MUNDO – O relatório mundial de 2026 da organização Human Rights Watch (HRW), divulgado nesta quarta-feira (4), afirma que 72% da população do planeta vive sob regimes autoritários e descreve um cenário de “avanço autoritário” no mundo, impulsionado em parte pela atuação do presidente dos Estados Unidos, Donald Trump. O documento analisa a situação dos direitos humanos em mais de cem países e cita estudos segundo os quais a democracia voltou a níveis semelhantes aos de 1985, com Rússia, China e também os próprios Estados Unidos considerados menos livres do que há duas décadas.
A HRW utiliza, entre outras fontes, o estudo “25 Anos de Autocratização – A Democracia Triunfa?”, da Universidade de Gotemburgo, na Suécia, publicado em 2025, que classifica quase 200 países em seis categorias: autocracia fechada, autocracia eleitoral, autocracia zona cinzenta, democracia zona cinzenta, democracia eleitoral e democracia liberal. Autocracias fechadas não realizam eleições multipartidárias e restringem liberdades básicas, como expressão e associação, enquanto autocracias eleitorais têm eleições com partidos, mas sem níveis suficientes de liberdade e justiça no processo. Democracias eleitorais reúnem eleições multipartidárias livres e justas e garantias razoáveis de sufrágio e liberdades civis, e democracias liberais acrescentam a esse modelo freios mais fortes ao Executivo, proteção ampliada de liberdades civis e igualdade perante a lei.
Segundo essa classificação, o Brasil aparece como “democracia eleitoral”, enquanto Estados Unidos, França e Espanha são considerados “democracias liberais”. Já a Rússia é identificada como “autocracia eleitoral” e a China, como “autocracia fechada”, com ambiente político mais restritivo e concentração de poder.
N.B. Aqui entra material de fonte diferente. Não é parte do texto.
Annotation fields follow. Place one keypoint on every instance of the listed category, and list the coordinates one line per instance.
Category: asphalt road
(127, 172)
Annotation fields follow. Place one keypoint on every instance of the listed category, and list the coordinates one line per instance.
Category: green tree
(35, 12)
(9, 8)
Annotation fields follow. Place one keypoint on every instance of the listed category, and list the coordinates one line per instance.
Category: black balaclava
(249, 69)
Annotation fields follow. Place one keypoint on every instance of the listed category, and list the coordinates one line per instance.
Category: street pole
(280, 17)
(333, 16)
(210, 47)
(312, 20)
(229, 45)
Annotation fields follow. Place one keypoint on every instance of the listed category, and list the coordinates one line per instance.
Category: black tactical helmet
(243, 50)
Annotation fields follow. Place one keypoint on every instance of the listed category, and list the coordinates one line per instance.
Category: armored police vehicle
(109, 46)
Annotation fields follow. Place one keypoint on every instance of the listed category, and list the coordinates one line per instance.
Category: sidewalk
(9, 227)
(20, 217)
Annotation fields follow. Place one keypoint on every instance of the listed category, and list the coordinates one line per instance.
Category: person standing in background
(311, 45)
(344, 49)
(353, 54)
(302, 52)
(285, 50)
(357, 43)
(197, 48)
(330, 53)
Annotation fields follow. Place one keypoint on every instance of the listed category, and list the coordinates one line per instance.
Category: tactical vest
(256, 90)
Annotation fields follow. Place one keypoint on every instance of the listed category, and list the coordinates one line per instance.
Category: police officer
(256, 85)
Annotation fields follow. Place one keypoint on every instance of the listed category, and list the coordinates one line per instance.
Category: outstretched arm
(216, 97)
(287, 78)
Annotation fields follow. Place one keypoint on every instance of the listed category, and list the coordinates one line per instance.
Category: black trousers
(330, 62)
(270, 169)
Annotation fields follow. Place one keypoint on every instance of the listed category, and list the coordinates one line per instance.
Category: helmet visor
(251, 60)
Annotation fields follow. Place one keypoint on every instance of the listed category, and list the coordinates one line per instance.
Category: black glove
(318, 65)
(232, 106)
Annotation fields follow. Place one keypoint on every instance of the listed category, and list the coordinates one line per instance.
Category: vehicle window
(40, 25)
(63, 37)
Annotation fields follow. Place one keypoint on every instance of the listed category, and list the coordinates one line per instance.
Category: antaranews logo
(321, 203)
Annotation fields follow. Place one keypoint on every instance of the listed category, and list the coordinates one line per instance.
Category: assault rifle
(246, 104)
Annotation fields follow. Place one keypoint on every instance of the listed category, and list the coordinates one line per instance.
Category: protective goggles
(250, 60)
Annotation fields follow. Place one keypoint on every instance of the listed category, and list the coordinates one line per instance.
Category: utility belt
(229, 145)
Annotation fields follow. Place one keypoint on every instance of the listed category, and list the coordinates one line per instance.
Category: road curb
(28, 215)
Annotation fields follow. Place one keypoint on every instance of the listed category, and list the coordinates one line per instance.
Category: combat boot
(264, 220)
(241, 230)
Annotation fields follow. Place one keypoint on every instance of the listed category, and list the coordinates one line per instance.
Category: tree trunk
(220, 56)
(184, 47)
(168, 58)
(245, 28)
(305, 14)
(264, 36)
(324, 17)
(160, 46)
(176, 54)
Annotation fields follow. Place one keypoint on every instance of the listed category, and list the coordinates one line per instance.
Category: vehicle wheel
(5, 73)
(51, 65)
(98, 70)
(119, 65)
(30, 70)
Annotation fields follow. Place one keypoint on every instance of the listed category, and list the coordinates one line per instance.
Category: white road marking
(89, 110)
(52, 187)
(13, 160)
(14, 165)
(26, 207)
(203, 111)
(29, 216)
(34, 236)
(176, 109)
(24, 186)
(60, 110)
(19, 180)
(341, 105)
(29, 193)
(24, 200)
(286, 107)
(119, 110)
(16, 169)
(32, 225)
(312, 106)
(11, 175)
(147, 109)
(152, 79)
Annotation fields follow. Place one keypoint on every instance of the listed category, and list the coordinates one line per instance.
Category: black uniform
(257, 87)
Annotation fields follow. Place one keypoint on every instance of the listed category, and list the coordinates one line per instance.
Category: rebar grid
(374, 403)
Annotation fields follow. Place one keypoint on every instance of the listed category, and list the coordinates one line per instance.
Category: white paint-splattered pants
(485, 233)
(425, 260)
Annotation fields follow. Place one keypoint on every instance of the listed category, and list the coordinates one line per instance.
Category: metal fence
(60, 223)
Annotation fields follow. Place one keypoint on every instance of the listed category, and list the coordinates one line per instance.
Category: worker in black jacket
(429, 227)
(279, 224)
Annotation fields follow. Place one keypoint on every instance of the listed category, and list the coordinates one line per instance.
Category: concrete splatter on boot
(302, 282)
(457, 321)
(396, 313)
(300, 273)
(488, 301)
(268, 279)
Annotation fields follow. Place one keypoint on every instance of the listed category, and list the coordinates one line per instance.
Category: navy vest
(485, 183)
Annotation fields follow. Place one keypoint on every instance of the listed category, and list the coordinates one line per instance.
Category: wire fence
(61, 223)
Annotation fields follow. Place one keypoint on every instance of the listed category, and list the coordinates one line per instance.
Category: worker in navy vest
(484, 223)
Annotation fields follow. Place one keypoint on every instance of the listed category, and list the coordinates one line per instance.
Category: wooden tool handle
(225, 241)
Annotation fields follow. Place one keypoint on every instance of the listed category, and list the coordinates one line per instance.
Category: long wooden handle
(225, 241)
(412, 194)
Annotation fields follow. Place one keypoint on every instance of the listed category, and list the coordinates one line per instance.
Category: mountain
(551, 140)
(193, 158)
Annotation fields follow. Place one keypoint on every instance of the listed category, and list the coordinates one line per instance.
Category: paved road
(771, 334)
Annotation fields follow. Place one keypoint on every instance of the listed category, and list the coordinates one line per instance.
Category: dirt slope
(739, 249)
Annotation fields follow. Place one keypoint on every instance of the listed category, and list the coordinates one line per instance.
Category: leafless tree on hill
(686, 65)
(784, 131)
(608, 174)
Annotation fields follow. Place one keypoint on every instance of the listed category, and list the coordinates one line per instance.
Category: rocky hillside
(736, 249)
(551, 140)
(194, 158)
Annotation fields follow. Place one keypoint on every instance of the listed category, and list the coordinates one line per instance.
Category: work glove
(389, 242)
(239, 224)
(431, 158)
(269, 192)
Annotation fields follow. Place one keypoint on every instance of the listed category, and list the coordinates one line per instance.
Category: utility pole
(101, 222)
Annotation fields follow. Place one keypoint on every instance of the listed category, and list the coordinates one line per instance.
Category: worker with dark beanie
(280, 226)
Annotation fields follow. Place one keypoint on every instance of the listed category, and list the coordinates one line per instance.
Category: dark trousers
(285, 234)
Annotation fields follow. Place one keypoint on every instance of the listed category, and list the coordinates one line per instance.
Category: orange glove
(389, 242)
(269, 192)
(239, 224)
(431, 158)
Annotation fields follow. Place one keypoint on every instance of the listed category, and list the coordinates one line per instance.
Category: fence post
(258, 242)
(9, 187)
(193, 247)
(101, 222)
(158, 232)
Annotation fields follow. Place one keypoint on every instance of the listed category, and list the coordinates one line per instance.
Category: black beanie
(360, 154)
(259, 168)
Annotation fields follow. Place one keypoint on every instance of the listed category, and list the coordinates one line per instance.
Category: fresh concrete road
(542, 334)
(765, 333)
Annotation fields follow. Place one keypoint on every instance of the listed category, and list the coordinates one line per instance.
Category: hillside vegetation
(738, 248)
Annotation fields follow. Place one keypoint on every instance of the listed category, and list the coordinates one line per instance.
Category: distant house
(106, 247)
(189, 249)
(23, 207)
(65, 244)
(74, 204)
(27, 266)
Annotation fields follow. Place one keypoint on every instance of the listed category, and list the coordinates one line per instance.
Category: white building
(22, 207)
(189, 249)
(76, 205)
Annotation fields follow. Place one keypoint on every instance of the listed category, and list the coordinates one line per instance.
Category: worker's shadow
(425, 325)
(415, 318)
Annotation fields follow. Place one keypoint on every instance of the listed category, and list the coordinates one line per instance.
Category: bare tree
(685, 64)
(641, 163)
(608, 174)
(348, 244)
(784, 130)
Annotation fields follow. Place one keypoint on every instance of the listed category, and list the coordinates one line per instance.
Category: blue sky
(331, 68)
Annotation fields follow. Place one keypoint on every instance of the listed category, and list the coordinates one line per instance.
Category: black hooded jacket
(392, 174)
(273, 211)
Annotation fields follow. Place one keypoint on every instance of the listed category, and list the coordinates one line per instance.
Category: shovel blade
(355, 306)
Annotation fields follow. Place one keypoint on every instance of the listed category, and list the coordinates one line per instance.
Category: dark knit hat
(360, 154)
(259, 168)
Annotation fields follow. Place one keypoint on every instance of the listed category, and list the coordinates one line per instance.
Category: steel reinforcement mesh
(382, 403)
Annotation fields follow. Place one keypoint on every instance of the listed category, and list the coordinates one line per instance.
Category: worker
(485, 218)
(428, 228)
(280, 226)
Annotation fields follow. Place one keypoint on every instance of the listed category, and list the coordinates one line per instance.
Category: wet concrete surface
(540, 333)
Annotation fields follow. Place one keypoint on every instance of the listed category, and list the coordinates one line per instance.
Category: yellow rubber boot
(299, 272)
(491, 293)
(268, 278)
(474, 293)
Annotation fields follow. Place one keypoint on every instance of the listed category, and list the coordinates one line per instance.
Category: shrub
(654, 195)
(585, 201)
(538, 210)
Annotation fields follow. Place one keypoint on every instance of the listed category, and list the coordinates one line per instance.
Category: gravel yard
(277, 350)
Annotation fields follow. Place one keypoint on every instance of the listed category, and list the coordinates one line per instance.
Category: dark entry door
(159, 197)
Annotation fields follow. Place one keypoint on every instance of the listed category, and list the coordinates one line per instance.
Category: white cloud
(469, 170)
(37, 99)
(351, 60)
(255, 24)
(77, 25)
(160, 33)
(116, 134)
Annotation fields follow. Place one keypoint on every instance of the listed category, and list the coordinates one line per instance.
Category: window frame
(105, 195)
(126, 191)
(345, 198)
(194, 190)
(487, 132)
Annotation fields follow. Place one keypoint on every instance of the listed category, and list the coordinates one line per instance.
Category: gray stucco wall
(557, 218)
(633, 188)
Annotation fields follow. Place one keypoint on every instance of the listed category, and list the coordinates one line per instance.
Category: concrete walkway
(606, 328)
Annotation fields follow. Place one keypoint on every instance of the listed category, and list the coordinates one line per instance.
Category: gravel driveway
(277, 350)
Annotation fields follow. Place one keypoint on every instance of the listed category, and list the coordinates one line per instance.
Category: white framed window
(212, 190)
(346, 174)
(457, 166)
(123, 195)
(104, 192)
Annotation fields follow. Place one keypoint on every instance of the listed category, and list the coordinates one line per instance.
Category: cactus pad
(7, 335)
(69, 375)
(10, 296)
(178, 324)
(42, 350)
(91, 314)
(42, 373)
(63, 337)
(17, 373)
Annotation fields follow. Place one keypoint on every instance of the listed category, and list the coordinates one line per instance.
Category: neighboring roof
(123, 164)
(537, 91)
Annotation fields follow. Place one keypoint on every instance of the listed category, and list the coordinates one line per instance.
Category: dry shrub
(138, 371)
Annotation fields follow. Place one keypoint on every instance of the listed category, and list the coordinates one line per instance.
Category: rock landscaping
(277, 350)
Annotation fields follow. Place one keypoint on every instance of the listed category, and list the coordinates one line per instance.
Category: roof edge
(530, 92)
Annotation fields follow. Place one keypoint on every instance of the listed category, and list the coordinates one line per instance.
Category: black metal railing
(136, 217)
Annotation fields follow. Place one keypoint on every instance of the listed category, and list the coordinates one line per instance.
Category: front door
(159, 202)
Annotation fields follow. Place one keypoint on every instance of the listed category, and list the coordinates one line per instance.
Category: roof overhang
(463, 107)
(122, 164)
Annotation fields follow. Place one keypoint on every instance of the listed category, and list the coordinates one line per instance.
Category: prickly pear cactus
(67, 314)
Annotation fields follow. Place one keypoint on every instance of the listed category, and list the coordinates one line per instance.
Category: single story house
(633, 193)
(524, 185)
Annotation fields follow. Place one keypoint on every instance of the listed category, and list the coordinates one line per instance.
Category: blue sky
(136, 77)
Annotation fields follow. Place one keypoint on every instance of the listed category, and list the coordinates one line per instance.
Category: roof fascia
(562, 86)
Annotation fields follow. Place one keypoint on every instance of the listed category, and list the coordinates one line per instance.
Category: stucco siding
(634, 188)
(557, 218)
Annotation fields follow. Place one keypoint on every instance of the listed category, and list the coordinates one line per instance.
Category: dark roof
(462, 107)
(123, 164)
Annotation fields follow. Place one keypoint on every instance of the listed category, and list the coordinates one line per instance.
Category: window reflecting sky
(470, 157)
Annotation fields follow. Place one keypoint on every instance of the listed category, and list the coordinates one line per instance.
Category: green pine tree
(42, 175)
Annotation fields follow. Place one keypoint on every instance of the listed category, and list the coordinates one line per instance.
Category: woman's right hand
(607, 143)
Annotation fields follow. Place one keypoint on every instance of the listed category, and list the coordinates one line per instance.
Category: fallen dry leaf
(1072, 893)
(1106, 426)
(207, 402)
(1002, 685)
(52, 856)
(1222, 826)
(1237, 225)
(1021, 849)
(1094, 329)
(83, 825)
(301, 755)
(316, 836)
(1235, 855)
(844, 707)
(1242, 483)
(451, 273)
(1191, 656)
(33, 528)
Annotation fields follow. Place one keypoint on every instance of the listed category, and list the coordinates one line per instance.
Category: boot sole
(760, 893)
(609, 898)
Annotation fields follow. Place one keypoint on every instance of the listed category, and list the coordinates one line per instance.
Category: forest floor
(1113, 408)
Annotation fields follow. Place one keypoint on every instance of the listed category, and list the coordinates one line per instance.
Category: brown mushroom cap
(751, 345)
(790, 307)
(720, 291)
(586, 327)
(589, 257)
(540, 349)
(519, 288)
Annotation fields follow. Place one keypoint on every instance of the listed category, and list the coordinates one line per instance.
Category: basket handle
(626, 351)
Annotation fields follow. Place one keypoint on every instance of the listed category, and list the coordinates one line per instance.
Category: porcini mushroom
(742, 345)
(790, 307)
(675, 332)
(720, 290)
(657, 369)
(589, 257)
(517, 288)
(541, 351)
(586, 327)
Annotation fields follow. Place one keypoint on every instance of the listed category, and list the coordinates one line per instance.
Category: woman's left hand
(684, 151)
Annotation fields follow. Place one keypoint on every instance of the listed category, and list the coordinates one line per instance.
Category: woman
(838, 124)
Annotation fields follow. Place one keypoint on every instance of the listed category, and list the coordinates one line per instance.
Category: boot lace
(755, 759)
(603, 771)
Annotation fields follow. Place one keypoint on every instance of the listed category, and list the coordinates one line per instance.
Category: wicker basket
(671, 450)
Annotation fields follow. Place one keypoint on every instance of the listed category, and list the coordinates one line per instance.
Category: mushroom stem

O relatório afirma que o primeiro ano do novo mandato de Trump representou um “avanço autoritário” e sustenta que o governo americano “encorajou líderes autoritários e minou aliados democráticos”. A HRW cita episódios em que Trump criticou líderes eleitos da Europa Ocidental enquanto demonstrava admiração por movimentos de extrema direita nativista. A ONG também aponta “pressão implacável” de China e Rússia contra direitos humanos em escala global, em paralelo às ações de Washington.
A organização questiona se “os direitos humanos sobreviverão à era Trump” e descreve o mandato atual como marcado por “grave desrespeito” e “graves violações” desses direitos. Entre as medidas que, segundo o relatório, colocam “em perigo” o sistema internacional de proteção de direitos humanos, estão o ataque militar e captura de Nicolás Maduro na Venezuela, a deportação e envio de imigrantes para prisões em El Salvador com atuação de agentes do ICE, questionamentos à independência judicial dentro dos EUA, tentativas de minar a confiança no processo eleitoral, uso de estruturas de governo para “intimidar oponentes políticos”, saída do Conselho de Direitos Humanos da ONU, cortes em programas de assistência alimentar e subsídios de saúde e a retirada de proteções a pessoas trans e intersexuais.
Como resposta ao cenário descrito, a HRW defende que países que ainda valorizam direitos humanos, junto com movimentos sociais, organizações da sociedade civil e instituições internacionais, formem uma “aliança estratégica” para conter retrocessos e preservar uma ordem internacional baseada em leis. Segundo o diretor-executivo da ONG, Philippe Bolopion, governos e atores sociais precisam se posicionar contra a postura de Trump, bem como contra iniciativas de Rússia e China que fragilizem normas e instituições de direitos humanos.
No capítulo dedicado ao Brasil, a HRW aponta a segurança pública como tema central e destaca a influência de facções criminosas no país, inclusive com articulações dentro do Estado. A ONG recomenda investigações aprofundadas, orientadas por inteligência, para mapear vínculos entre organizações criminosas e agentes públicos, inclusive políticos em nível local. O relatório afirma que facções cooptam servidores para proteger atividades ilícitas e alerta que essa infiltração pode “corromper as instituições por dentro”. A segurança aparece ainda como uma das principais preocupações do eleitorado brasileiro nas pesquisas de opinião mais recentes, e a ONG avalia que o tema terá peso relevante na eleição presidencial prevista para outubro.